Arzignano

Incidente in autostrada con gli amici, non ce l'ha fatta il 19enne ferito

Schianto in A4: i rilievi della polizia stradale sul luogo dell'incidente
Schianto in A4: i rilievi della polizia stradale sul luogo dell'incidente
Schianto in A4: i rilievi della polizia stradale sul luogo dell'incidente
Schianto in A4: i rilievi della polizia stradale sul luogo dell'incidente

Non ce l’ha fatta Z.E.A., il ragazzo di 19 anni residente ad Arzignano, rimasto vittima domenica mattina di un grave incidente sull’autostrada A4 che in quel tratto attraversa il Comune di Castegnato in provincia di Brescia. Troppo gravi le ferite e le lesioni riportate nello schianto avvenuto intorno alle 10 del mattino mentre la vettura stava viaggiando in direzione di Venezia. Le condizioni del giovane erano immediatamente apparse molto gravi agli occhi dei soccorritori nonostante l’urto non sembrasse così violento. Ma ieri pomeriggio il cuore del ragazzo, ricoverato all’ospedale civile di Brescia, ha cessato di battere per le ferite riportate nell’urto. La notizia è arrivata ad Arzignano in tarda serata.

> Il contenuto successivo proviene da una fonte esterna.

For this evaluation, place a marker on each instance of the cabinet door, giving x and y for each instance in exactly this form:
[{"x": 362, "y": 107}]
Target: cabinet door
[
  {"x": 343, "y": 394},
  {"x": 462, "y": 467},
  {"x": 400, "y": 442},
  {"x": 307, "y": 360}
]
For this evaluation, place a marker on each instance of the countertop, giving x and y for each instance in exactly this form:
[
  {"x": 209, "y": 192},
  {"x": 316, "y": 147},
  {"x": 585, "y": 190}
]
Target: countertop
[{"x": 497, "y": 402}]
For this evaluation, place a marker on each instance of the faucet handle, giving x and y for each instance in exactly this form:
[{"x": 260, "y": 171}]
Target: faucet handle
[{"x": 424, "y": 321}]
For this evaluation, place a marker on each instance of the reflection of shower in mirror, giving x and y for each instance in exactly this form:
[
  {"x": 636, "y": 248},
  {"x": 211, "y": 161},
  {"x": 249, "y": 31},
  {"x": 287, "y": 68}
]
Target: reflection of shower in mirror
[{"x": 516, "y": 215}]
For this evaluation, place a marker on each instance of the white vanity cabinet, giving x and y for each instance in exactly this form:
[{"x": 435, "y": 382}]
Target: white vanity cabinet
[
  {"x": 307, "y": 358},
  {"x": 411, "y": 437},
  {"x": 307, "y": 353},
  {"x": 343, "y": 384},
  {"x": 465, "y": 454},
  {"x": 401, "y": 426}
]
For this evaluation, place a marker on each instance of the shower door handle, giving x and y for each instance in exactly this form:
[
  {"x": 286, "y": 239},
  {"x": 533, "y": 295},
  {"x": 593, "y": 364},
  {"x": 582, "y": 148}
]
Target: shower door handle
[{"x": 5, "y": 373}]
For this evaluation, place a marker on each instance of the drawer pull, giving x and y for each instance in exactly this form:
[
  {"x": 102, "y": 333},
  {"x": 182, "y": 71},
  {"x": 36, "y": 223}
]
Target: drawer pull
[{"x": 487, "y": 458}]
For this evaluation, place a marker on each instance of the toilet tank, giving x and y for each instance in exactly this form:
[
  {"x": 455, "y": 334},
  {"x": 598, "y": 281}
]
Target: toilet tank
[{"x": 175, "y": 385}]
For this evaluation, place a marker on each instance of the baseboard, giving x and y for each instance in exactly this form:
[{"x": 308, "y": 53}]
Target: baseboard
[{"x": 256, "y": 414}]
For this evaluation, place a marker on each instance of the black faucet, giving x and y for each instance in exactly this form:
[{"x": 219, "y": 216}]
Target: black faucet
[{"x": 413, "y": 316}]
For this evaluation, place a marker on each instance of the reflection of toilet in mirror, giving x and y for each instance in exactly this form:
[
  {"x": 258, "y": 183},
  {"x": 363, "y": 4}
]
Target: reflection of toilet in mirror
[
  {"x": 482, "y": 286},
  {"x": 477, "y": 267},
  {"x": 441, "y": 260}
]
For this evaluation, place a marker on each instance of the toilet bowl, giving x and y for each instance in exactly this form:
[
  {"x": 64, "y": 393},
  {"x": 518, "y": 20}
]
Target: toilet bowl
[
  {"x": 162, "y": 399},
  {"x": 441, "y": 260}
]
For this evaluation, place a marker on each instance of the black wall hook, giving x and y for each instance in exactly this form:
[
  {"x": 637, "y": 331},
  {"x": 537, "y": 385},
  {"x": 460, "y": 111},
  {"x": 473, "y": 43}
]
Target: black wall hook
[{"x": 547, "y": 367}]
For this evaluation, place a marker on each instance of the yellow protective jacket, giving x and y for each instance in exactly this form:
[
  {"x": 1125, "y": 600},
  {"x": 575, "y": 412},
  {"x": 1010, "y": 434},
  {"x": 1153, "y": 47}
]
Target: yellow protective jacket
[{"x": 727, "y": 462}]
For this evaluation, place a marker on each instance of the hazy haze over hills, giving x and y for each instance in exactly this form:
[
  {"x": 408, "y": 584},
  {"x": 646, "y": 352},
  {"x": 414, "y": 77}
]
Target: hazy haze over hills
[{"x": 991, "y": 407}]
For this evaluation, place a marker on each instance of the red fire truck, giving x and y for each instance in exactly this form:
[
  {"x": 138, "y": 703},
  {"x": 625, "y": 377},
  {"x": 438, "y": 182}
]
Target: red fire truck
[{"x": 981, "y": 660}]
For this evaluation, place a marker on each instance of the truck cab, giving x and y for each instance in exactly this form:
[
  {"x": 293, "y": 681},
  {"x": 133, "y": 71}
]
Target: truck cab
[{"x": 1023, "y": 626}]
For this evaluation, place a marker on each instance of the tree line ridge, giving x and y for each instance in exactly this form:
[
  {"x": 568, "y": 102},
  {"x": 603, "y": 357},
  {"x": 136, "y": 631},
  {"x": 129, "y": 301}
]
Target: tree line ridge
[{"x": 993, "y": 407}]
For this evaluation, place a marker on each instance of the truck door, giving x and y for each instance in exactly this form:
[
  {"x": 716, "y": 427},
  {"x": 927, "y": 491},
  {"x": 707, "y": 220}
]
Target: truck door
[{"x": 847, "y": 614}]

La dinamica dello schianto è al vaglio della polizia Stradale di Seriate intervenuta per i rilievi dopo l'allarme lanciato dagli altri automobilisti che avevano assistito alla scena. L’ambulanza e i vigili del fuoco sono stati avvisati per l’intervento che è durato qualche ora. In totale sono stati cinque i giovani coinvolti nello schianto, tutti vicentini, che ha provocato rallentamenti lungo l’autostrada. Ma durante le operazioni di recupero del mezzo coinvolto la viabilità non è mai stata chiusa al traffico. 

Secondo una prima ricostruzione il conducente dell’auto, con il gruppo di giovani vicentini a bordo, avrebbe improvvisamente perso il controllo della vettura sbandando vistosamente. L’utilitaria a quel punto ha finito la sua corsa contro la barriera in cemento al centro della carreggiata. L’impatto non sarebbe stato violentissimo, ma ha lo stesso provocato gravi ferite al diciannovenne - di origine marocchina, nato nel Veronese ma da qualche tempo residente ad Arzignano - che ieri pomeriggio ha smesso di vivere. Proprio per questa ragione si ipotizza che all’origine dello schianto potrebbe esserci un colpo di sonno o un malore. Si dovrà cercare di ricostruire in queste ore la sfortunata dinamica che ha portato alla tragica fine del giovane dopo una breve lotta tra la vita e la morte all’ospedale di Brescia.

Sono invece ancora ricoverati in ospedale per accertamenti, intanto, anche gli altri occupanti dell’utilitaria finita contro la barriera centrale della A4. Uno di loro, quello che sembrava aver riportato ferite più serie rispetto agli altri passeggeri, è stato portato all’ospedale Civile di Brescia, mentre per gli altri, che sembravano in condizioni di salute migliori, si è reso necessario il ricovero alla Poliambulanza di Brescia dove sono rimasti sotto osservazione.